# Probability Theory

### Probability vs Statistics

**Probability** - predictions about future events based on models or causes that we assume; ***predicting data***  
**Statistics** - analyze data and past events to infer what those models or causes could be; ***using data to predict***

##### Basic Probability

* Probability of Event = $P$
* Probability of a Complimentary Event = $1-P$
* Probability of Composite Independent Events = $\prod{P}$
* The probability of any event must be between $[0, 1]$.

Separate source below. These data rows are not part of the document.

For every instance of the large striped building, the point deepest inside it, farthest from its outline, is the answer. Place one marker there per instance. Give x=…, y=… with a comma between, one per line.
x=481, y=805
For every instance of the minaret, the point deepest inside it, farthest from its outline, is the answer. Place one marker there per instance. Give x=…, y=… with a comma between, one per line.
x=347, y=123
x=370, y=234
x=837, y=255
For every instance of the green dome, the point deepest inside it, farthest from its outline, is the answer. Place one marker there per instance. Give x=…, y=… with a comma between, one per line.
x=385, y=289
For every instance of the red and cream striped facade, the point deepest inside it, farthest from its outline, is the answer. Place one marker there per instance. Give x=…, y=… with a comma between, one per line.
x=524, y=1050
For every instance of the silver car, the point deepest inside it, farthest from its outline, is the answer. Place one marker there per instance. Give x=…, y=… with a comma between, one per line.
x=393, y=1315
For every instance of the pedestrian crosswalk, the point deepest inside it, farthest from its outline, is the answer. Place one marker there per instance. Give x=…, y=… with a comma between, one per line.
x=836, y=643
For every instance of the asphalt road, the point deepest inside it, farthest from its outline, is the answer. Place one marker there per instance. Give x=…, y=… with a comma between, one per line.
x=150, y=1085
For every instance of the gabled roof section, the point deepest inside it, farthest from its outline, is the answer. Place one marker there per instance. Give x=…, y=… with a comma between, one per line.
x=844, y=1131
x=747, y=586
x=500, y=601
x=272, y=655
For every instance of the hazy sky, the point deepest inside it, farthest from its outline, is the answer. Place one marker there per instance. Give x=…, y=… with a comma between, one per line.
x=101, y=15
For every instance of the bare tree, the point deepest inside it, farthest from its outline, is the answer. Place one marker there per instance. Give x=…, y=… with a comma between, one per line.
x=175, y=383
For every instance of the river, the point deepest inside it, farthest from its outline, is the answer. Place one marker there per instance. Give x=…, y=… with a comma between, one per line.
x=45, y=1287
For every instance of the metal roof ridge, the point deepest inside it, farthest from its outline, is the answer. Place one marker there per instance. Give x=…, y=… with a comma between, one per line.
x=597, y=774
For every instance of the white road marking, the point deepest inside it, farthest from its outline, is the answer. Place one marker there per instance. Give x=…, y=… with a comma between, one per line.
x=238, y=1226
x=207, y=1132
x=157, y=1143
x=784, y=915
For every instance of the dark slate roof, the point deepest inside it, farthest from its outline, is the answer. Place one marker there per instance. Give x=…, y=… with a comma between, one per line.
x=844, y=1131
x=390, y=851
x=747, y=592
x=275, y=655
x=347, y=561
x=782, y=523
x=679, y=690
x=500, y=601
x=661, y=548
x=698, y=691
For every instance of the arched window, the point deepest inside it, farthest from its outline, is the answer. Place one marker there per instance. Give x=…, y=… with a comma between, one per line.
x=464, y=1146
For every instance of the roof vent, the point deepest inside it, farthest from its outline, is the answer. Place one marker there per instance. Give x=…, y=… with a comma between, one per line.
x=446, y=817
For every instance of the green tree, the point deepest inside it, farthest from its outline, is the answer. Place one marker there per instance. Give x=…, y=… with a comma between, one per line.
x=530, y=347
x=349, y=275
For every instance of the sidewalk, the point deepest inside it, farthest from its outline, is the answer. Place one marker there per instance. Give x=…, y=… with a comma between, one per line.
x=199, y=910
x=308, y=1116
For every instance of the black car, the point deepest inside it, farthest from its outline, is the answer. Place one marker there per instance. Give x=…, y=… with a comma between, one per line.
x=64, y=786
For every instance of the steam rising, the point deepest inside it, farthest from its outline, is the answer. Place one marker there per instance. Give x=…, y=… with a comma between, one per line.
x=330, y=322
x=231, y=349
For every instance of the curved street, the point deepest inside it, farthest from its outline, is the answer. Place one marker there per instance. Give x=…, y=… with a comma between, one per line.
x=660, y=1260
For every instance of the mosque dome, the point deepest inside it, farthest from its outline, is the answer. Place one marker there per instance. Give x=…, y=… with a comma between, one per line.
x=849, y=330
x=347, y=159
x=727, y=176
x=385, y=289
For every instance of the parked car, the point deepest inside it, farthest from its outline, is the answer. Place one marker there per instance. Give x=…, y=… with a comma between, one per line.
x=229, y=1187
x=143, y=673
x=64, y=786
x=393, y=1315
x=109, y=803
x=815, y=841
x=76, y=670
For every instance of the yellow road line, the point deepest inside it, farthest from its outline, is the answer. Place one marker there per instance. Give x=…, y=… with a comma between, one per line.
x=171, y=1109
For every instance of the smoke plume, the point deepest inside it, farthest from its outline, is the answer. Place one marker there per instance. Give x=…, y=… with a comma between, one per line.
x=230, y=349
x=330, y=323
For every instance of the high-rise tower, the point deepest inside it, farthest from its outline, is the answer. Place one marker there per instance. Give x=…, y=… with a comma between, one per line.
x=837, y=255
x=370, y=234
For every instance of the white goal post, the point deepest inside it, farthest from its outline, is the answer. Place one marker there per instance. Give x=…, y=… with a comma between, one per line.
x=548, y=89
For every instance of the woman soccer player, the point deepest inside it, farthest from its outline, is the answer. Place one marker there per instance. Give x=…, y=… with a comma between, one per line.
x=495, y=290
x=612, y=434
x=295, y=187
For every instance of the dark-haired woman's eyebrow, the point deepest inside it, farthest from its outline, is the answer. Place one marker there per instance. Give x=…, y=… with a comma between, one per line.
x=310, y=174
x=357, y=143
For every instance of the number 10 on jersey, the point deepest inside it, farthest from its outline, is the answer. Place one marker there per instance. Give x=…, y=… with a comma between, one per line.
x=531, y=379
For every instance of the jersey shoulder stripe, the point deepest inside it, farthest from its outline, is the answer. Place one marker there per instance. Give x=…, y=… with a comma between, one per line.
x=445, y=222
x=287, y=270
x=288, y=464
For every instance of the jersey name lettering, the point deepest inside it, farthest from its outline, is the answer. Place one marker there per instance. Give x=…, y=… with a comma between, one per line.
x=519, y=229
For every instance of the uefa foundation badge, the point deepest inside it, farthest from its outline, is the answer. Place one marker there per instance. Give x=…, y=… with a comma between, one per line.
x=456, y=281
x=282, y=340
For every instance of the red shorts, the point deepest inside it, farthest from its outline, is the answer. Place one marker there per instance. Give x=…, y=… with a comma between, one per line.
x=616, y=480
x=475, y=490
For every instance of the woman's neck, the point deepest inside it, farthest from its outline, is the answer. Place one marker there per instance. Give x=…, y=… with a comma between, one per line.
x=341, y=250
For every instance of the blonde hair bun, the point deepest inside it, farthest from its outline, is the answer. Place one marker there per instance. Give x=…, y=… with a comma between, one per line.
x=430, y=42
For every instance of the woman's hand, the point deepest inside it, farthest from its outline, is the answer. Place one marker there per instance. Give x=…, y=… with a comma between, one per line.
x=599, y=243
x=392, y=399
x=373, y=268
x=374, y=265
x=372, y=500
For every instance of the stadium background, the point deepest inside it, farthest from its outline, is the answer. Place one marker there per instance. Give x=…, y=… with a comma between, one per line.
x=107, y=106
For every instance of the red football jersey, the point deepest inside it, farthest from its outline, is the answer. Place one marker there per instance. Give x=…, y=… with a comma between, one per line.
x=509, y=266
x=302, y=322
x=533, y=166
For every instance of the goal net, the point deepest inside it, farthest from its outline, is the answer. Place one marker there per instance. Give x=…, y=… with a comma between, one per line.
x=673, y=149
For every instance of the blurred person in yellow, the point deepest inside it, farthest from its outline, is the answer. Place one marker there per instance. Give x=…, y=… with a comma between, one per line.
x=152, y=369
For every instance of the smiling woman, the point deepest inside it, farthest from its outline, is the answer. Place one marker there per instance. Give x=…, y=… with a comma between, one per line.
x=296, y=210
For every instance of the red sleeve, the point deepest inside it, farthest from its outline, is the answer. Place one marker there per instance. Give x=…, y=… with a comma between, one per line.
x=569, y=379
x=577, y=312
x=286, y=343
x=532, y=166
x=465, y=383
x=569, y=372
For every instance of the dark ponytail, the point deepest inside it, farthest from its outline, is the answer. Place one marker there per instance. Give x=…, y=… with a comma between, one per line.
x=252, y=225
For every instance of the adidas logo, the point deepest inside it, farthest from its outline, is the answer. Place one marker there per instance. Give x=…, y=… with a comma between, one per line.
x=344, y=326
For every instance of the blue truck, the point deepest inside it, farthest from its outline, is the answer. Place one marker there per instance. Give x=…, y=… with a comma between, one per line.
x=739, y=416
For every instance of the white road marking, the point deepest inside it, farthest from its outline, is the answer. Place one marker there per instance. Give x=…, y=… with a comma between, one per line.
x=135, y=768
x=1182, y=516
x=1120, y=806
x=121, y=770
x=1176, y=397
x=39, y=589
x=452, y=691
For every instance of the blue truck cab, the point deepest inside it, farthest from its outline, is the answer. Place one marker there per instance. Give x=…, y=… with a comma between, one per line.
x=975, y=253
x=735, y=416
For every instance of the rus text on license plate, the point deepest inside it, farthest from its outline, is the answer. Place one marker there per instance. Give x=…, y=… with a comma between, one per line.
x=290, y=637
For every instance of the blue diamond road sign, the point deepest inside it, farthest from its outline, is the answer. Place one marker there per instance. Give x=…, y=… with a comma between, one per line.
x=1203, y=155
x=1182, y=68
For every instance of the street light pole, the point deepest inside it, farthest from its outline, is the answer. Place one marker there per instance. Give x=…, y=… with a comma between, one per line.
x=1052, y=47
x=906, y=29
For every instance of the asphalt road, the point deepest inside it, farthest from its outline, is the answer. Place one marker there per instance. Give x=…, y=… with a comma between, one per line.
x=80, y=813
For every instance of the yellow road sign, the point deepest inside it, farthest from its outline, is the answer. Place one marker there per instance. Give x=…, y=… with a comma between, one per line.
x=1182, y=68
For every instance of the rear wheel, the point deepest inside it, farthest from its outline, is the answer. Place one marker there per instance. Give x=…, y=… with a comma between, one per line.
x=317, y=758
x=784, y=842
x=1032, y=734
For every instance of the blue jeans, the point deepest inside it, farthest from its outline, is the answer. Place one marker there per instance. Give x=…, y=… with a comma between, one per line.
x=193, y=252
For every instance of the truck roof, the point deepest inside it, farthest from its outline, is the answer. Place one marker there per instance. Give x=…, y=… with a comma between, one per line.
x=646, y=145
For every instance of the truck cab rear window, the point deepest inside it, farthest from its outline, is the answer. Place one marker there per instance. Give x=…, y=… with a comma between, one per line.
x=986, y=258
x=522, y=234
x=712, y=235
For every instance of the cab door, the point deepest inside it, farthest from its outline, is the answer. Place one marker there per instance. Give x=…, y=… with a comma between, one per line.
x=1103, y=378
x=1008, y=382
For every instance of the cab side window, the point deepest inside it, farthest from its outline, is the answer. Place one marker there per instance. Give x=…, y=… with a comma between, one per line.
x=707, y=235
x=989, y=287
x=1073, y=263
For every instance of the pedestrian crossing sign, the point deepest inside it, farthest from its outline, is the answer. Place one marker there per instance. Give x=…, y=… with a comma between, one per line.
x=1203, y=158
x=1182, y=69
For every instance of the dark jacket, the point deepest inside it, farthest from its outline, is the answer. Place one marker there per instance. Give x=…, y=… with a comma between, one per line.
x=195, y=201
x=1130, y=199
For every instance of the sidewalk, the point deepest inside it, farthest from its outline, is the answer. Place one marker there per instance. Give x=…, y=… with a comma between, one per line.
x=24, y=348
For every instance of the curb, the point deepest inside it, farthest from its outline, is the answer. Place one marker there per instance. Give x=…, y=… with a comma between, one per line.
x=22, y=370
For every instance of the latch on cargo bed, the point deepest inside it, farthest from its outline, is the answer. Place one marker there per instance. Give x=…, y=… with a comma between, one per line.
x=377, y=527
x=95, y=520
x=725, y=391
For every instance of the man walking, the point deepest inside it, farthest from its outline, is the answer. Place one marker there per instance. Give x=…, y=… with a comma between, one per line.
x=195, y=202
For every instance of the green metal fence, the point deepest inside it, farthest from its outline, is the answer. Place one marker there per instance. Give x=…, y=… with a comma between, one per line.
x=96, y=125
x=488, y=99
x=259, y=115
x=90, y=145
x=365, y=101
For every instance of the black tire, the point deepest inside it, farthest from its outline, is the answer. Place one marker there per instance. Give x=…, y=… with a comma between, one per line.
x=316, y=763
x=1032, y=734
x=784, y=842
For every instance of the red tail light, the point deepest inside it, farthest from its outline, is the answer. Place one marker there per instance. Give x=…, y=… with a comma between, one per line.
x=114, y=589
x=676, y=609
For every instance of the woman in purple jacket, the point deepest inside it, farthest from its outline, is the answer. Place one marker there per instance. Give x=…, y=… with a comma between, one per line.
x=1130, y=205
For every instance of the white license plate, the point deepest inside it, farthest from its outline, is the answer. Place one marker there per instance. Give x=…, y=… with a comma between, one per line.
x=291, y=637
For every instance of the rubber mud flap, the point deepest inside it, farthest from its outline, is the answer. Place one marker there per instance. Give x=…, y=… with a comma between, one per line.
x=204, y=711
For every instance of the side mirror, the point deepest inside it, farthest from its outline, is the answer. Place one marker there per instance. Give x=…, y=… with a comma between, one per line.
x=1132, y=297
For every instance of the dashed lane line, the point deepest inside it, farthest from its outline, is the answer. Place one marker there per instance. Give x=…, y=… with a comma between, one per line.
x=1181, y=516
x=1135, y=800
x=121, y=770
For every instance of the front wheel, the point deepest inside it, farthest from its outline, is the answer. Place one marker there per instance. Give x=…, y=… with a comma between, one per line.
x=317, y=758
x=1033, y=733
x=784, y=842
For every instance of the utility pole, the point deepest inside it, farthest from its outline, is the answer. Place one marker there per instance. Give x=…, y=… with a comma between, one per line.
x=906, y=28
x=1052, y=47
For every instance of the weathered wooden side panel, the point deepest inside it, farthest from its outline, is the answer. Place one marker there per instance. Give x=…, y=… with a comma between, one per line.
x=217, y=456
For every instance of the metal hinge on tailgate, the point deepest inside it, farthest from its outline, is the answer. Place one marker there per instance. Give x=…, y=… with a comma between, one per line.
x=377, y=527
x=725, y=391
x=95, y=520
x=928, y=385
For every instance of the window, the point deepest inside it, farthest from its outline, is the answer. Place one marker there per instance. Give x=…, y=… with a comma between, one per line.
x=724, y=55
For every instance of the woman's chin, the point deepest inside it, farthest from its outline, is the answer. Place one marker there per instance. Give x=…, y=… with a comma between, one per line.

##### Example - Coin Flips

$P(\text{H}) = 0.5$  
$P(\text{T}) = 1 - P(\text{H}) = P(\text{not H}) = 0.5$

Across $n$ coin flips, the probability of seeing $n$ heads is $P(\text{H})^n$.

* Probability of Event = $P$
* Probability of a Complimentary Event = $1-P$
* Probability of Composite Independent Events = $\prod{P}$
* The probability of any event must be between $[0, 1]$.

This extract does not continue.